Big strategic acquisitions are risky. The companies that do the acquiring often overpay; they then face the complicated task of merging two large enterprises. But done right, an acquisition strategy is the best way to get big fast, especially when stocks are cheap and credit is plentiful.
“They’re taking advantage of depressed stock prices, easy financing because of record-low interest rates, cheap acquisition targets and the ability to drive some synergies,” said John Zechner, chairman of J. Zechner Associates.
Catamaran, formerly SXC Health Solutions Corp., built itself from a software startup into a major player in the U.S. pharmaceutical space.
Capping off its rise to a full-service pharmacy benefits manager, Catamaran nearly doubled in size last year with its $4.4-billion (U.S.) acquisition of Catalyst Health Solutions. Over the past five years, the company’s share price has risen more than 1,200 per cent.
Integrating acquired companies has been unusually smooth for Catamaran, which developed the software its targets already used. “Catamaran owned the plumbing, if you will,” said Tom Liston, managing partner at Difference Capital Financial. “The main problems with integration are usually back office and technology.”

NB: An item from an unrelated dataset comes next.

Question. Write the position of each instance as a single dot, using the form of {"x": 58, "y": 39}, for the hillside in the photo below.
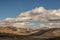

Valeant, Canada’s largest drug maker, has a long record of successful acquisitions and is still on the hunt, even after its $8.7-billion purchase of eye care products company Bausch & Lomb Inc., announced in May.
Software developer Constellation had already made about 90 smaller acquisitions when Mr. Liston first evaluated the company several years ago. He said he identified just two that didn’t quite work out. Since then, the company has bought 70 or 80 additional companies. “I’ve called them in the past the best allocators of capital I’ve ever seen,” he said.
Couche-Tard, the Quebec-based convenience store chain, made a big move into Europe with its takeover of Norwegian gas-station operator Statoil Fuel and Retail ASA for $2.8-billion.
And Montreal-based IT services company CGI expanded its reach with a $2.7-billion (Canadian) acquisition of British competitor Logica.
A portfolio heavily based in these companies could have produced staggering returns, but selecting such a diverse group of companies would have required supernatural prognostication, said David Baskin, president of Baskin Financial. “You’d have to have a really, really shiny crystal ball to pick more than three or four of those stocks five years ago. They’re all over the place.”
Despite their meteoric market performance, many of these companies could still face the risks that go along with blockbuster acquisitions, Mr. Baskin said.
Many of them took on substantial debt to finance the deals, which could strain finances once interest rates rise. “If it’s floating-rate bank debt, they’re absolutely vulnerable,” he said.
The dangers of consolidation are exemplified on the losing side of the scoreboard. Among the worst-performing stocks of the last five years are Kinross Gold Corp., which got battered by investors for its 2010 acquisition of the Tasiast gold mine in Mauritania, and Thompson Creek Metals Co. Inc., which poorly timed its takeover of the Mount Milligan copper and gold project in British Columbia.
“You’re buying at peak multiple, then when multiples imploded, you’ve got your debt to cover and your stock takes the brunt of the downturn,” Mr. Zechner said.